Page MenuHomePhabricator

Improve handling of delete, restore, and merge from incremental update
Closed, ResolvedPublic

Description

In T368176: [Dumps 2] Spike: Figure root causes of missing rows when doing reconciliation we found a large chunk of mismatch resulting from not processing page delete, restore, and merge events. This task is to look into our incremental updating airflow jobs (the ones that update wmf_dumps.wikitext_raw) and determine the best way to include the missed delete, restore, and merge.

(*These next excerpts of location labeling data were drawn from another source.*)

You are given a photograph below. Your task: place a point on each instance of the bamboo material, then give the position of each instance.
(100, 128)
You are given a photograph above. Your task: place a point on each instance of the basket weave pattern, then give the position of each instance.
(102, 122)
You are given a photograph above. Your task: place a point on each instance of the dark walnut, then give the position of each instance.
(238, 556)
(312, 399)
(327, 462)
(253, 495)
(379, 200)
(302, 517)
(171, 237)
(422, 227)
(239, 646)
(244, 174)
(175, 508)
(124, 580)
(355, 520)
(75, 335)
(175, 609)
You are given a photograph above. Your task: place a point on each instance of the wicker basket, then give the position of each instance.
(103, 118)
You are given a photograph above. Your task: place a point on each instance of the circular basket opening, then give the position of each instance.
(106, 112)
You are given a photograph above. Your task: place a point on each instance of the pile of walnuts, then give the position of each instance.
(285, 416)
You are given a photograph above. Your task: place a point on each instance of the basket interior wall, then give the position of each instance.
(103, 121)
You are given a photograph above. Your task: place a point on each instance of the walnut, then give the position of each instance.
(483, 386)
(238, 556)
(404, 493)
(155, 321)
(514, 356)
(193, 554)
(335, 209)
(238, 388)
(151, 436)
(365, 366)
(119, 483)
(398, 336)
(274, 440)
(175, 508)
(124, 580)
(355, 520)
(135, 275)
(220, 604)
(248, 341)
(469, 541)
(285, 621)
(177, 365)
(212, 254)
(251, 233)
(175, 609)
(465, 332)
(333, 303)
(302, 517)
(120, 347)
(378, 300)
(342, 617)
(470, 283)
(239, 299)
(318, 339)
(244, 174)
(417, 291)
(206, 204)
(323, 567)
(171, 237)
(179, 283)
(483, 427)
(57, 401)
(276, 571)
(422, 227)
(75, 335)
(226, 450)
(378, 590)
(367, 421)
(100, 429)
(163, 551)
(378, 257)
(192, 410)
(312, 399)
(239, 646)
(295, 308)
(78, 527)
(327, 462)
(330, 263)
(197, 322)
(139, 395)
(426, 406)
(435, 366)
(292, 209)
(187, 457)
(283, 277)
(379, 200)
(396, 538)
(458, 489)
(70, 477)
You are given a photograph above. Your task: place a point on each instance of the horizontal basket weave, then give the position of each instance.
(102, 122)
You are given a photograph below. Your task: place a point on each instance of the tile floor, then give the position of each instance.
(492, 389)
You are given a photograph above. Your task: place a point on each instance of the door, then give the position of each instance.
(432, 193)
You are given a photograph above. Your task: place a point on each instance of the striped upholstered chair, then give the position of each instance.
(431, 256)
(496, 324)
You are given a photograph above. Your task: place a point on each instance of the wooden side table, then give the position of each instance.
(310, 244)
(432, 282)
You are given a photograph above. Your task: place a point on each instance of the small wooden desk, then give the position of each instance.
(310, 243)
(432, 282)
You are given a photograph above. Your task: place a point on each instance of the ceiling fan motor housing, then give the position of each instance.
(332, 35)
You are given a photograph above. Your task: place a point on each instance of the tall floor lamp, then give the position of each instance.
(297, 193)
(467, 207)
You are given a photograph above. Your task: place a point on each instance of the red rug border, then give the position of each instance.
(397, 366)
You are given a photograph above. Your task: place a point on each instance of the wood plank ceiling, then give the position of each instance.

We figured that a good way to move forward while simplifying the reconcile mechanism is to:

  • Continue having an hourly Spark MERGE INTO job that consumes the page_content_change hive table.
  • Have one additional hourly Spark job that scans page_content_change for deletes, accumulates the page_ids, and applies a single DELETE. A similar mechanism should be used for page moves as well, that would apply an UPDATE rather than a DELETE.
  • Add a new hourly Spark MERGE INTO job that consumes the page_content__late_change hive table. (Will be done on separate ticket, T375077)
    • All remaining inconsistencies should be relatively small, and thus would wait on the reconcile mechanism. Considering that page deletes and page moves would be applied on an hourly basis, the reconcile mechanism can potentially be run less frequently.

Event Timeline

Quick spike to size up how many revisions we're dealing with on a daily basis:

with enwiki_revisions as (
 select rev_page as page_id,
        rev_id as revision_id
   from wmf_raw.mediawiki_revision
  where snapshot='2024-06'
    and wiki_db = 'enwiki'

  union all

 select ar_page_id as page_id,
        ar_rev_id as revision_id
   from wmf_raw.mediawiki_archive
  where snapshot='2024-06'
    and wiki_db = 'enwiki'
),

pages_with_delete_logs as (
 select substring(log_timestamp, 0, 8) as day,
        count(*) as revisions_this_page_refers_to
   from wmf_raw.mediawiki_logging
            inner join
        enwiki_revisions            on log_page = page_id
  where snapshot='2024-06'
    and wiki_db = 'enwiki'
    and log_type = 'delete'
  group by 1
)

 select max(revisions_this_page_refers_to) as most_revisions_deleted_in_one_day,
        min(revisions_this_page_refers_to) as most_revisions_deleted_in_one_day,
        approx_percentile(revisions_this_page_refers_to, array(0.5, 0.75, 0.9)) as p50p75p90_revisions_deleted_in_one_day
   from pages_with_delete_logs
most_revisions_deleted_in_one_day: 54352170
most_revisions_deleted_in_one_day: 821
p50p75p90_revisions_deleted_in_one_day: [1435742,2940518,4664766]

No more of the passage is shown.